Still 206 nm to go- that's what happens when you don't move! I never thought I'd say this after the heat of the last few months but … BRRRR! With the strong northerlies came a significant drop in temperature and it's been downright chilly. This morning we rose to 64F/18C, 93% humidity. The winds had calmed during the night, but there was still a brisk 15+ knot winds blowing. Despite the sun, in the cockpit as the wind whistled through, it was cold and raw. I dug out long-sleeved shirts to keep us warm, but we just couldn't face long pants or shoes. Even though it was cool, the high humidity kept everything dewy and sticky. We had to squeegee the windscreen so we could see through it. No defrosters or windshield wipers on the boat!
As we departed Swansboro, we passed local shrimp boats tied up at the dock and weathered houses along the shore … very scenic and maritime-esque.
We had planned this as a very short day ... for two reasons. First, planning evening anchorages for the next couples of legs was difficult. There weren't many anchorages that would accommodate our 7'2” draft (2.1m), so we chose a closer anchorage for tonight and two anchorages further up the ICW that were about 60 nm apart. The second reason for the short day? As you know, we are lazy sailors and we can easily rationalize short days. Enough said. Unfortunately, though it was a short day, we still left before 0600 in order to time the rising tide for passing shoal areas.
We headed up the ICW, under the Emerald Isle Bridge and across the wide, flat expanse of the Bogue Sound. The wind whipped up the waves and there were whitecaps until we reached the relative shelter of Morehead City. We smelled wood and sawdust as the huge bulk container vessels unloaded their wood pulp into the waiting barges.
As we turned the corner at the end of the commercial docks, we were exposed to the Morehead City Inlet. The current was in direct conflict with the wind and the waters roiled. We passed through the open, bascule Carolina Coastal Railroad Bridge and then immediately under the fixed Morehead City-Newport River Bridge. Eddies and whirlpools pulled and pushed the boat as it glided through.

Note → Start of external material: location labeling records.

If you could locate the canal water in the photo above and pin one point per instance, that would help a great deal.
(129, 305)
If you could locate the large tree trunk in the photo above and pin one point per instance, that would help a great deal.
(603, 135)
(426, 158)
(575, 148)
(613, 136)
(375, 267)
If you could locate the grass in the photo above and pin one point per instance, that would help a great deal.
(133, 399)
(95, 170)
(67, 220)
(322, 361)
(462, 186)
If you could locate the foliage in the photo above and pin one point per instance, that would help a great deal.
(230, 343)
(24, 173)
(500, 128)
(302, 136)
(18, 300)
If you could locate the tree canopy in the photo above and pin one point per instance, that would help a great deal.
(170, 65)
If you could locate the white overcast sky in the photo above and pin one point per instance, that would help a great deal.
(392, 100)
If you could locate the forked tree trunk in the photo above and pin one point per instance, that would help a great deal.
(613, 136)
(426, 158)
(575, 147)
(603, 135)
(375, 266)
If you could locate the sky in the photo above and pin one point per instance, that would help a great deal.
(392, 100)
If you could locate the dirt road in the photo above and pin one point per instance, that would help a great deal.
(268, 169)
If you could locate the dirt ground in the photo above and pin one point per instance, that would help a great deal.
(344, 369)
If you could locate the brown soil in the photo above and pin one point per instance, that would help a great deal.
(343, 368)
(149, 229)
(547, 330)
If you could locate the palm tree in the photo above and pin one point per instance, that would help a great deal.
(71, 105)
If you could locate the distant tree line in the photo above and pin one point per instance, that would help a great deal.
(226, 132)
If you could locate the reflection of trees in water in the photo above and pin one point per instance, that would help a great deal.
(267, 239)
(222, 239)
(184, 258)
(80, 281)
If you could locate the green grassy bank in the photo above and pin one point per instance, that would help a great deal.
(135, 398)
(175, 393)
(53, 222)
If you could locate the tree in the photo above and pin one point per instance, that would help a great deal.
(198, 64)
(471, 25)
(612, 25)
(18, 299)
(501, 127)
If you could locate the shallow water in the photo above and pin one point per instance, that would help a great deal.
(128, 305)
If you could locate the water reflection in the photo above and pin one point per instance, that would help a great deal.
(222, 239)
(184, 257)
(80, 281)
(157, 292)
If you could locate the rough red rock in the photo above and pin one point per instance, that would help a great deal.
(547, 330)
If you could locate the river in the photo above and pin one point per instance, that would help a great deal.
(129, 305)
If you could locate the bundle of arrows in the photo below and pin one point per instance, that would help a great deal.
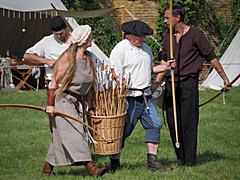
(111, 90)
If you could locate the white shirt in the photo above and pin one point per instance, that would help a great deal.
(48, 47)
(126, 58)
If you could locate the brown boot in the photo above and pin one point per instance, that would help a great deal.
(154, 165)
(93, 170)
(48, 168)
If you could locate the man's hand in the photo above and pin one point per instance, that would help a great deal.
(171, 64)
(226, 85)
(50, 62)
(154, 86)
(50, 110)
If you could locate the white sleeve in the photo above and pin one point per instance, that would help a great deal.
(38, 48)
(117, 59)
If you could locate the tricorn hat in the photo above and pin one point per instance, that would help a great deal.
(137, 27)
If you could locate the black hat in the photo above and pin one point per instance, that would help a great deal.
(137, 27)
(57, 23)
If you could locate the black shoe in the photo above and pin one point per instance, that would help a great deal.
(154, 165)
(115, 164)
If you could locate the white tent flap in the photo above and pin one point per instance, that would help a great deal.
(230, 62)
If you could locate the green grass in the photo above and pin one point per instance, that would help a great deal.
(25, 136)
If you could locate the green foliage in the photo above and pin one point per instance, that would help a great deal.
(205, 16)
(25, 137)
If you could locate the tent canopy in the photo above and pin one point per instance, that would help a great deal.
(230, 62)
(30, 5)
(25, 22)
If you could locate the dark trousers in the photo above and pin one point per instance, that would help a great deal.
(187, 100)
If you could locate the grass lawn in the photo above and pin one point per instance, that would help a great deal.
(25, 137)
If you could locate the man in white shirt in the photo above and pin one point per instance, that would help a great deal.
(49, 48)
(132, 55)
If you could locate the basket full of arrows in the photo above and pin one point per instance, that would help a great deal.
(109, 118)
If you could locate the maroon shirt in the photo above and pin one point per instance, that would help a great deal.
(189, 52)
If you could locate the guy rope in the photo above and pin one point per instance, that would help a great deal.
(221, 91)
(172, 76)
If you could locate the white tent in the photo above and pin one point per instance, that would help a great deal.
(23, 23)
(231, 65)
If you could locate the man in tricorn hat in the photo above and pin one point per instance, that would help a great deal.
(134, 56)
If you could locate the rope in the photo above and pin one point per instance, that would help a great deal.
(57, 113)
(221, 91)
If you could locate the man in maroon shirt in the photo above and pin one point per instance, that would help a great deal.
(190, 47)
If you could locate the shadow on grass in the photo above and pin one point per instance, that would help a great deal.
(208, 156)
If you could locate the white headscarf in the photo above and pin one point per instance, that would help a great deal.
(80, 34)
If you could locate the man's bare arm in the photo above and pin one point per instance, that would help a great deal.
(38, 60)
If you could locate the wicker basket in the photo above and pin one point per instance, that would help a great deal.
(111, 129)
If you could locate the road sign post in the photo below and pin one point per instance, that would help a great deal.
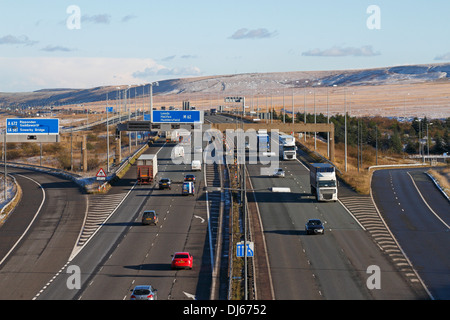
(177, 116)
(240, 251)
(101, 175)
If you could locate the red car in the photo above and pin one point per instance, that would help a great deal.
(182, 260)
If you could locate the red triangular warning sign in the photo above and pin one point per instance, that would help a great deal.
(101, 173)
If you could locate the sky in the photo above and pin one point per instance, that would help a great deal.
(84, 44)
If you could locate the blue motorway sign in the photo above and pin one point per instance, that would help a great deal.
(32, 126)
(240, 251)
(177, 116)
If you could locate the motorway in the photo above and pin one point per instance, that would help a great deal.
(418, 214)
(123, 253)
(333, 266)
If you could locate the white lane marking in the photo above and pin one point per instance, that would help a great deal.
(32, 221)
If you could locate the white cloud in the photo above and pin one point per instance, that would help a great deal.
(365, 51)
(163, 71)
(29, 74)
(445, 56)
(98, 18)
(10, 39)
(260, 33)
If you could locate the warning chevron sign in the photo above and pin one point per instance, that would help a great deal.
(101, 175)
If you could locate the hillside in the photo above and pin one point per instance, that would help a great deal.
(239, 84)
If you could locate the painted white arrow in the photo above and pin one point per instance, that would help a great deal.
(190, 296)
(203, 220)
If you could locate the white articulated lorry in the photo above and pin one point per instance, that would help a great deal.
(323, 181)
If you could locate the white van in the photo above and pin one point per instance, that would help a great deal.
(177, 152)
(196, 165)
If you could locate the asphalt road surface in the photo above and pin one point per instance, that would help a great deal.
(418, 215)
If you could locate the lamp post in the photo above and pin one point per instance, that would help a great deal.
(243, 189)
(151, 99)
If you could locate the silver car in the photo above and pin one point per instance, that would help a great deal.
(143, 292)
(279, 173)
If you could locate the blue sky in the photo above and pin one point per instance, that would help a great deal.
(136, 41)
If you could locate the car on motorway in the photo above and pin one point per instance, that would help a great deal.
(198, 149)
(188, 188)
(314, 226)
(279, 173)
(144, 292)
(149, 217)
(182, 260)
(189, 177)
(165, 183)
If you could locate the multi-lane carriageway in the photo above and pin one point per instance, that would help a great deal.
(123, 253)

Just up the way, we spotted Chimney Island, which by the way, is for sale. Though I'm not sure of its history, its name is obvious.
By mid-morning, it was warming up and comfortable again and we were ready to anchor. Newport Marshes is a tiny little spot just off the ICW that can accommodate about one boat the size of Nine of Cups. We found a fine little 15' pocket, dropped the hook and settled in for the rest of the day and night.
By the light of the full moon, everything looks beautiful.
Some new ICW info … We picked up a new navigation app by Navimatics called Charts and Tides, as recommended by Bob423 (aka Bob Sherer), a frequent and trusted contributor to Active Captain. This app overlays the Active Captain info on NOAA charts and it's pretty slick. It has lots of nifty features that we haven't even discovered yet. Though we're still learning about it, so far it's terrific. It's not just for the ICW, however, it also includes charts for the entire USA including Alaska, Hawaii and the US Caribbean islands. We're impressed!